Which of the following is true about the sum of residuals of the two linear regression models shown in following graph? (s(x): sum of residuals of x)

  1. s(A) > s(B)
  2. s(A) = s(B)
  3. s(A) < s(B)

Reference: StackExchange

Answer

Sum of residuals are zero, so option 2 is correct.

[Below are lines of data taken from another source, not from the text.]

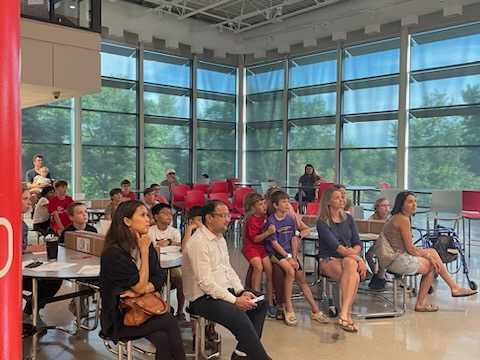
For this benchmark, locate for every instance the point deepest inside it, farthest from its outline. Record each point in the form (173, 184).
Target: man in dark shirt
(77, 212)
(30, 175)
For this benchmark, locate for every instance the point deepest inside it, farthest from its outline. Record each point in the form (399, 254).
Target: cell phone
(258, 298)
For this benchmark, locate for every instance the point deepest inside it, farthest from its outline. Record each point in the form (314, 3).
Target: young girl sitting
(253, 247)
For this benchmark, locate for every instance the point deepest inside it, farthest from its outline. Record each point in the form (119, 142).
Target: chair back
(165, 192)
(447, 201)
(239, 199)
(201, 187)
(321, 189)
(231, 184)
(471, 200)
(218, 187)
(312, 208)
(224, 197)
(179, 192)
(194, 198)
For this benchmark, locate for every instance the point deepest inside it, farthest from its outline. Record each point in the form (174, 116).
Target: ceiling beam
(288, 15)
(205, 8)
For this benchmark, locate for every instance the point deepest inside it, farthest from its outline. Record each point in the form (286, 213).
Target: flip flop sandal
(464, 293)
(427, 308)
(347, 326)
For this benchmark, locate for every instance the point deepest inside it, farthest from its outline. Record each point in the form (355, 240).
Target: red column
(10, 157)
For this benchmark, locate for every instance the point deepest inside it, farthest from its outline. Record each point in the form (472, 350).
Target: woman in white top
(41, 217)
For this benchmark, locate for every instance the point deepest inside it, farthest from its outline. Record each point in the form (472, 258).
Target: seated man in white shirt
(164, 234)
(214, 289)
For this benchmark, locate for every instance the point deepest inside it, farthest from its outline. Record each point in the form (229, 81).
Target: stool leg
(129, 351)
(395, 284)
(120, 351)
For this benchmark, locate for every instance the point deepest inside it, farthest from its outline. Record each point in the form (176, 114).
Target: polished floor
(452, 333)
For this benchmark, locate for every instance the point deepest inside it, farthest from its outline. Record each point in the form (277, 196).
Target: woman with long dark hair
(129, 267)
(412, 259)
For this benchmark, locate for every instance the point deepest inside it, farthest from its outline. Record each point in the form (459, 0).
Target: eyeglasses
(225, 216)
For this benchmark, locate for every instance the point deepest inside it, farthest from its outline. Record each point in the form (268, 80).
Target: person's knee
(350, 265)
(257, 266)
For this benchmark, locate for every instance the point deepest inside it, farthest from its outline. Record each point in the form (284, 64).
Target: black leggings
(163, 332)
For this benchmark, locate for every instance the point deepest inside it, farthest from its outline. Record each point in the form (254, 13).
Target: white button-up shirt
(206, 267)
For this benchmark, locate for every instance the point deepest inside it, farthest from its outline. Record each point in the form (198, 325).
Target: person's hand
(362, 269)
(271, 229)
(129, 294)
(143, 242)
(163, 242)
(249, 294)
(294, 263)
(244, 302)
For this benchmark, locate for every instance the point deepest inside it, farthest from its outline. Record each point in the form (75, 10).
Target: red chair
(201, 187)
(312, 208)
(218, 187)
(239, 199)
(221, 197)
(231, 184)
(194, 198)
(321, 188)
(178, 195)
(470, 211)
(295, 205)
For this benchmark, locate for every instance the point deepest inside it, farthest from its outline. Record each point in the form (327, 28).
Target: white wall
(57, 58)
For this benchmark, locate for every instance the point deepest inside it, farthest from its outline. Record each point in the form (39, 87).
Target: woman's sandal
(348, 326)
(464, 292)
(427, 308)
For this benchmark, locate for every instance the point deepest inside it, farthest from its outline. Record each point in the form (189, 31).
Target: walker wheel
(473, 285)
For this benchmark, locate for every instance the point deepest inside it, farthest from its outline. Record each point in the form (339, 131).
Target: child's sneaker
(272, 311)
(290, 318)
(320, 317)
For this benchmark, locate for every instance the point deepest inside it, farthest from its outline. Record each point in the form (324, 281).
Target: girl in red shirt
(253, 247)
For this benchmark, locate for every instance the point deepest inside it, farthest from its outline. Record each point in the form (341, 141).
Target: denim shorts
(405, 264)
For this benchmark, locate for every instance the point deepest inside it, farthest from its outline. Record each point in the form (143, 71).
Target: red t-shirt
(253, 227)
(130, 195)
(60, 206)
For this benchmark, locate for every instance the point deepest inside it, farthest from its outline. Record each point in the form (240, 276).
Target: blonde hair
(325, 215)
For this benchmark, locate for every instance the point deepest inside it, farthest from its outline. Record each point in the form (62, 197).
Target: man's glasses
(225, 216)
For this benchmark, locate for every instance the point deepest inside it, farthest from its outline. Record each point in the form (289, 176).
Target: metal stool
(200, 352)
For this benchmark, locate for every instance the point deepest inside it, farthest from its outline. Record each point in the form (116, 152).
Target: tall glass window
(311, 115)
(109, 125)
(444, 122)
(167, 101)
(46, 130)
(216, 115)
(370, 89)
(264, 119)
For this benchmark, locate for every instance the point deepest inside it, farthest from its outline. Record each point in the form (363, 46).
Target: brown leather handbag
(140, 309)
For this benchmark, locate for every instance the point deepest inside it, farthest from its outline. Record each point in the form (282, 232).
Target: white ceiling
(236, 15)
(256, 26)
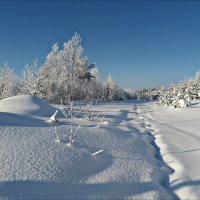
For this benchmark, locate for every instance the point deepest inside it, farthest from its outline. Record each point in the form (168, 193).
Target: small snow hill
(24, 110)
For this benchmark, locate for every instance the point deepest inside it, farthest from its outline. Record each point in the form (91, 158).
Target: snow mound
(26, 105)
(105, 123)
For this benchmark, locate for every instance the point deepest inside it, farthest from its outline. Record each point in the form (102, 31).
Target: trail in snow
(127, 164)
(177, 134)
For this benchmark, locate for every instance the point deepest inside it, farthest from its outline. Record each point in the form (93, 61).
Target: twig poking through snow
(97, 152)
(53, 117)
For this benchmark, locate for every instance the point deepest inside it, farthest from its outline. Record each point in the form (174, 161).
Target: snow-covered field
(177, 133)
(118, 160)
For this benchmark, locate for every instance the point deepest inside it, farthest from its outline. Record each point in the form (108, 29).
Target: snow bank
(116, 161)
(26, 105)
(177, 134)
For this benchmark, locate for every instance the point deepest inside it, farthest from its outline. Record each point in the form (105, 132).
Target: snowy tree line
(181, 94)
(66, 74)
(176, 96)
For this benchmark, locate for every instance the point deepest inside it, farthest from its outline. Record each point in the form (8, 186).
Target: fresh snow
(177, 134)
(118, 160)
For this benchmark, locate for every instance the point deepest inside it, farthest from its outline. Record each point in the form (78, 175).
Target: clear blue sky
(141, 43)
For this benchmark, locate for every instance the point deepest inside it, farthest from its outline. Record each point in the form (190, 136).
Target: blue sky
(141, 43)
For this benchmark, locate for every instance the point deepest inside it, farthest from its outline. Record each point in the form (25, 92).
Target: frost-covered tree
(30, 83)
(8, 82)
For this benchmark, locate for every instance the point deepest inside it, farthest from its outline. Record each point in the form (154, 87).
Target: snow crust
(177, 134)
(34, 166)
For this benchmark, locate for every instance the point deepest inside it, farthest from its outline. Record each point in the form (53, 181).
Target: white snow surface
(177, 133)
(33, 166)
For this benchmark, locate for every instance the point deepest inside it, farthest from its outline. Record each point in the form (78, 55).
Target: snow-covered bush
(180, 95)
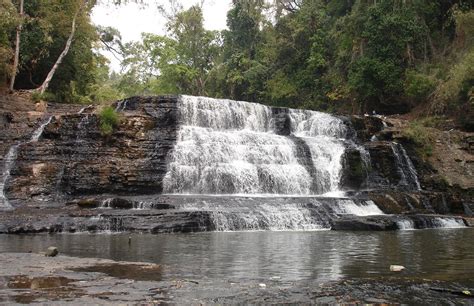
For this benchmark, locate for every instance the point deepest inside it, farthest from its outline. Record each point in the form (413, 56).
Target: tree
(8, 20)
(41, 89)
(180, 62)
(17, 48)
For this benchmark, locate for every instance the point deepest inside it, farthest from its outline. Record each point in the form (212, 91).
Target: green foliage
(420, 133)
(418, 86)
(454, 90)
(355, 56)
(8, 20)
(176, 64)
(108, 120)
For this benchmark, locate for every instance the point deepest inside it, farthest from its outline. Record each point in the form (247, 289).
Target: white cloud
(132, 20)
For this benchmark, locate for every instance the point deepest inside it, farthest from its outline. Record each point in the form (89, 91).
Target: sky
(132, 20)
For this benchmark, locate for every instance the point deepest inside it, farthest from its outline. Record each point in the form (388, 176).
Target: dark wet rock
(354, 173)
(366, 126)
(394, 222)
(87, 203)
(119, 203)
(73, 158)
(51, 252)
(372, 223)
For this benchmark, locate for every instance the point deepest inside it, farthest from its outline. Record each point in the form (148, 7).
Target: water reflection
(289, 256)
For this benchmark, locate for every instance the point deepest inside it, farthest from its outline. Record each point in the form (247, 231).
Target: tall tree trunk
(63, 54)
(16, 59)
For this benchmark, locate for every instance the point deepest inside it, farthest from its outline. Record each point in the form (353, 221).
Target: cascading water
(232, 147)
(9, 162)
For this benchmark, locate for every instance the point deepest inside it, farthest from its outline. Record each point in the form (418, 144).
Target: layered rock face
(74, 158)
(269, 165)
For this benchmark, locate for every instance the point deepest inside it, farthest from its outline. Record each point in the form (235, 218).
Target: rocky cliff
(80, 179)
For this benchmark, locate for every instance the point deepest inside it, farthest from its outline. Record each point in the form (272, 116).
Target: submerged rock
(51, 252)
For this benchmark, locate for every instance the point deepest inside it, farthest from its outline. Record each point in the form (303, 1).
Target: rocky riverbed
(34, 278)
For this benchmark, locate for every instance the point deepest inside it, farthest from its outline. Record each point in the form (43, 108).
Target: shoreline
(34, 278)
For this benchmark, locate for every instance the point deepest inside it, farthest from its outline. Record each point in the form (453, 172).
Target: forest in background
(346, 56)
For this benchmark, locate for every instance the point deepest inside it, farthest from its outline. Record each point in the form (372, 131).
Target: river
(434, 254)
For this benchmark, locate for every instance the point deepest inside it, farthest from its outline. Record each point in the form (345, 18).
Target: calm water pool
(441, 254)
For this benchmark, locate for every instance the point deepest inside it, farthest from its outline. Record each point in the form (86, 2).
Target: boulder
(51, 252)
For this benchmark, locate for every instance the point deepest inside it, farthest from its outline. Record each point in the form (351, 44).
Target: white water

Take for example, a simple linear regression of the form \(\hat{y} = \hat{\beta_0} + \hat\beta_1x\). The unknown coeffiecients are estimated by minimzing the sum of squares of residuals i.e. \[ <\hat \beta_0, \hat \beta_1> = minimize(\sum(y -\hat y)^2)\] To minimize, partially differentiate the RHS with respect to \(\hat\beta_0\) and \(\hat\beta_1\) and equate it to zero. When differentiating with respect to \(\hat\beta_0\): \[\begin{aligned} \frac {d}{d\hat\beta_0}(\sum(y -\hat y)^2) &= 0 \\ \frac {d}{d\hat\beta_0}(\sum(y - \hat{\beta_0} + \hat\beta_1x)^2 &= 0 \\ -2\sum(y - \hat{\beta_0} + \hat\beta_1x) &= 0 \\ -2\sum(y - \hat y) &= 0 \\ -2\sum residuals &= 0 \Rightarrow \sum residuals = 0 \end{aligned} \] This would fail i.e. sum of residuals not equal to zero, if there is no constant term in our linear regression model.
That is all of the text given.